Saqué del bolsillo la servilleta del Havana Room y me animé a desdoblarla. Los trazos hechos con la barra de labios casi se habían borrado en el frío Atlántico. Pero esta vez vi lo que había dibujado en ella. Las tres X y la caja con el letrero «KROWLA» constituían un pequeño mapa.
Sí, un mapa sencillo. De una pequeña sección de la granja familiar de Jay Rainey, que ahora era propiedad de Marceno y su compañía de vinos chilena. La escala no era muy exacta, pero las tres X probablemente correspondían a los tres árboles que había al final del camino de acceso, y el rectángulo indicaba que podía haber algo junto al tercer árbol: «KROWLA», en las letras mayúsculas de Allison.
* * *
Esa tarde llamé a Marceno.
—¿Es usted William Wyeth?
—Sí. Tengo algo para usted —dije—. Lo que me pidió.
—¿Tal vez espera resolver el pleito, señor Wyeth?
—¿Por qué no acudió al restaurante ese día? —pregunté—. Después de recibir mi llamada.
—La respuesta es sencilla.
—¿Sencilla?
—Llamé a Martha Hallock para ver si me había dicho usted la verdad, que Poppy era su sobrino.
—¿Y?
—Dijo que él le había comentado que se iba a Florida.
—¿Y qué hay del hecho de que sea su sobrino?
—Dijo que en esas viejas comunidades granjeras todo el mundo está emparentado de algún modo. También dijo que no era un tipo de fiar, que bebía demasiado.

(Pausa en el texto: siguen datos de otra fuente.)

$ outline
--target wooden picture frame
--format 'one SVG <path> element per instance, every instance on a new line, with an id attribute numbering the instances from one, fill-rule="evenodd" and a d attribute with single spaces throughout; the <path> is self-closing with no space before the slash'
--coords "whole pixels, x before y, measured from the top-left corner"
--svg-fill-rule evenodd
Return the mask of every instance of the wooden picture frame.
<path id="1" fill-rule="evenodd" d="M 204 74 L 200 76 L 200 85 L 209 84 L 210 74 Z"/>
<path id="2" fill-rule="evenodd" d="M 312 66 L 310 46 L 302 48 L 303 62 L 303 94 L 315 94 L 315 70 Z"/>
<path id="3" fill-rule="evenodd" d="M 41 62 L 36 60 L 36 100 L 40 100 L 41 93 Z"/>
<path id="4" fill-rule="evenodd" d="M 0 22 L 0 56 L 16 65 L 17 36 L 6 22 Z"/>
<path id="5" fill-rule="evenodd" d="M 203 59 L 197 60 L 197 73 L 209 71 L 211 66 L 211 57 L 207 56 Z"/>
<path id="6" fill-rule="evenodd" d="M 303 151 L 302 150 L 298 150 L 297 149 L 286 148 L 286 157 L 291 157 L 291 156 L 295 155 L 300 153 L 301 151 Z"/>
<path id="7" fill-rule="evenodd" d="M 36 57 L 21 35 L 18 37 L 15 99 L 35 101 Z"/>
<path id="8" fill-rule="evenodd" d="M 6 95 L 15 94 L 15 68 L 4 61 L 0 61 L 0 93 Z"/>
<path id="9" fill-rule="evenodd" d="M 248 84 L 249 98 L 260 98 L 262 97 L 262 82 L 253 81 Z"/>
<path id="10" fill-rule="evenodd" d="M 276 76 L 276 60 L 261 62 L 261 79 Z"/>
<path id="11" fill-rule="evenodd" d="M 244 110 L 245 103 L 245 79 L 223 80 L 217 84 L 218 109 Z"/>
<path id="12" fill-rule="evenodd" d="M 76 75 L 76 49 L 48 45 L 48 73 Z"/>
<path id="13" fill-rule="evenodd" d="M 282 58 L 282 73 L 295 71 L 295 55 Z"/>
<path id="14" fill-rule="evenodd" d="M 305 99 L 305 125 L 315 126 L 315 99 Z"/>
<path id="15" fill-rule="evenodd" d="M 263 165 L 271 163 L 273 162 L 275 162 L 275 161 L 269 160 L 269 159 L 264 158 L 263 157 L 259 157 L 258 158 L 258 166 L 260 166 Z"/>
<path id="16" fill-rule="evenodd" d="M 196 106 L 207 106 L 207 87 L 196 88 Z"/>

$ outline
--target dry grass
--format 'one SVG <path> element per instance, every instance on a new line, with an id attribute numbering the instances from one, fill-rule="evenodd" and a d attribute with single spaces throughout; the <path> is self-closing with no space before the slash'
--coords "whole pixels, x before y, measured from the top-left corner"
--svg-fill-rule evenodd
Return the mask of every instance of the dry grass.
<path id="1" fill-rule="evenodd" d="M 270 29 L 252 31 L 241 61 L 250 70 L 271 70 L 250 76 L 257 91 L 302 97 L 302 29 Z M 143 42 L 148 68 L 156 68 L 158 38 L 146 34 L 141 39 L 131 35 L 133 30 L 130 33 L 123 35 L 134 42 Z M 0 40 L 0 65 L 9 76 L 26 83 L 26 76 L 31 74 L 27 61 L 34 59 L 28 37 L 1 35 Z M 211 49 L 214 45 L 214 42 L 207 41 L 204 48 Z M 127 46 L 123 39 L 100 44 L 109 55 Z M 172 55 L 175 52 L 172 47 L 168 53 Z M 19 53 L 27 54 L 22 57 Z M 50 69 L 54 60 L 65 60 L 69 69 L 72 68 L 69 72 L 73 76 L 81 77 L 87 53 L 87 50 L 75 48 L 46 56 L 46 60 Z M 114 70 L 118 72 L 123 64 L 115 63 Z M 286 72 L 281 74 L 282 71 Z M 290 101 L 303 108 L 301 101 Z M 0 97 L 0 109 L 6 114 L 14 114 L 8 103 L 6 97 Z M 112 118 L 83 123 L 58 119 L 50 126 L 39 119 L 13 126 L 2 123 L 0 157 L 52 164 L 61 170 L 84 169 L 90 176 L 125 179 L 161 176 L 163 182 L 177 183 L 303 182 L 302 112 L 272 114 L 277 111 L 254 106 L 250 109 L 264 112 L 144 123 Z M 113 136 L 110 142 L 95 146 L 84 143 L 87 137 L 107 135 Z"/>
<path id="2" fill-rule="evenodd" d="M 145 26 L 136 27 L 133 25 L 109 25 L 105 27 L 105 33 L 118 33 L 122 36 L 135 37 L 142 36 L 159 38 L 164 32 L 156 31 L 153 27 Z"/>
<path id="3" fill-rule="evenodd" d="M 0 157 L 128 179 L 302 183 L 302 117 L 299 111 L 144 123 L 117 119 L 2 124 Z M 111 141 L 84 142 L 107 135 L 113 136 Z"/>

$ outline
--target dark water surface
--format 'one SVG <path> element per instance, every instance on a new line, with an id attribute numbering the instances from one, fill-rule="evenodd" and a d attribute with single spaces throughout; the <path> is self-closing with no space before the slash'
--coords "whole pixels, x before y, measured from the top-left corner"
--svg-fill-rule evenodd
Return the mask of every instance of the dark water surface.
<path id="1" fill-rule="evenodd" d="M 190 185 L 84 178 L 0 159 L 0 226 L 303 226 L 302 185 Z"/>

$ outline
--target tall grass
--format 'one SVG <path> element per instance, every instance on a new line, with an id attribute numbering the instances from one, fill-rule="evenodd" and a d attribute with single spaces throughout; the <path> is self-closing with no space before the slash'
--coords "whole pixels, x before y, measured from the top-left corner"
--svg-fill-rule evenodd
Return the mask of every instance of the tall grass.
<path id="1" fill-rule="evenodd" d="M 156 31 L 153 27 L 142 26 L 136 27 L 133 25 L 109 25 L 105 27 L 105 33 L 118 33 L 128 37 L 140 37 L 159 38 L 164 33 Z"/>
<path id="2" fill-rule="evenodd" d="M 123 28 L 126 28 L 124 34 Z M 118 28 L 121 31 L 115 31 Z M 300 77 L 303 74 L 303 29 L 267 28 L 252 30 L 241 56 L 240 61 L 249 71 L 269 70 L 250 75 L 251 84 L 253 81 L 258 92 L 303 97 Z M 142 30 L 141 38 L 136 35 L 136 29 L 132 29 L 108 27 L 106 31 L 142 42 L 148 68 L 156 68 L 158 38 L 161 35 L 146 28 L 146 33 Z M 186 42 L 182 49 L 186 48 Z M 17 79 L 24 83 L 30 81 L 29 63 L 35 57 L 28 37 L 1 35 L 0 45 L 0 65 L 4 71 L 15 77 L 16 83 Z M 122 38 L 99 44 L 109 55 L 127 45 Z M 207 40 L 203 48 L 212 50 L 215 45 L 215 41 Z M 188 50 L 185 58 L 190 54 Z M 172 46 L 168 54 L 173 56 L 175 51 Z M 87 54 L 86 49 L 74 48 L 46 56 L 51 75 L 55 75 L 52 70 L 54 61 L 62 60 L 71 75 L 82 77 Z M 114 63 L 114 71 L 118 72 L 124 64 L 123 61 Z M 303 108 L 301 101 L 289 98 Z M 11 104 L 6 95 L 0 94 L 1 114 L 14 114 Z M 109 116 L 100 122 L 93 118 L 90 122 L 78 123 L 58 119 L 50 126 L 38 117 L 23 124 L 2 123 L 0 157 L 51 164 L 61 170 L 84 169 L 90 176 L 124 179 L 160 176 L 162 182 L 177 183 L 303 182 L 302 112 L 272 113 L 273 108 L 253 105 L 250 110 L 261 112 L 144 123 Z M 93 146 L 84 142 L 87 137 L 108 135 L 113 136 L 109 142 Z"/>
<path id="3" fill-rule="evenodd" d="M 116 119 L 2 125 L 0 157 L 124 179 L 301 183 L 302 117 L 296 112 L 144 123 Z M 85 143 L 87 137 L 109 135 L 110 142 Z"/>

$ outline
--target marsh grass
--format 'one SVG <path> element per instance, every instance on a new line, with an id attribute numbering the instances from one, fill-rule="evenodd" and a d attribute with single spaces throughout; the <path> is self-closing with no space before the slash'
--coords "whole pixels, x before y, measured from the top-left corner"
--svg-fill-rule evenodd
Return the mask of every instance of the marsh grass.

—Ah. —Me dio la impresión de que mentía descaradamente, pero no tenía suficiente influencia sobre él para sonsacarle la verdad.
—¿Qué es lo que quiere? —preguntó Marceno, con tono comedido pero no desprovisto de amenaza.
—Tengo la información que me pidió.
—Entiendo. ¿Por qué no me la envía?
—No, quiero entregársela en persona. Si le interesa. Ha causado suficiente dolor y sufrimiento para tenería.
—Me reuniré con usted mañana.
—Nos reuniremos el sábado por la mañana e iremos juntos en coche a la vieja granja y, entonces, y sólo entonces, le daré la información. ¿Lo ha entendido?
* * *
Lo hizo. A las ocho de la mañana del siguiente sábado se detuvo frente a mi edificio su coche con chófer. Hacía sol, la primavera no andaba lejos. El trayecto fue fluido aunque no particularmente rápido. Esa autopista era una pesadilla, de día y de noche. Los fines de semana todo el mundo salía de compras. De vez en cuando Marceno mantenía una breve conversación por teléfono en español.
Al acercarnos a la vieja granja. Marceno dijo:
—Siento todas las molestias que le he causado, señor Wyeth.
Asentí.
—Pero entiéndalo, me vi obligado a presionar.
—Entiendo que le entró el pánico, sí.
—Eso depende de lo que encontremos hoy. —Se miró las palmas de las manos—. Tal vez mis temores no han sido infundados.
Llegamos a la granja. Habían derribado los viejos cobertizos y todo lo que quedaba era un humeante montón de maderas.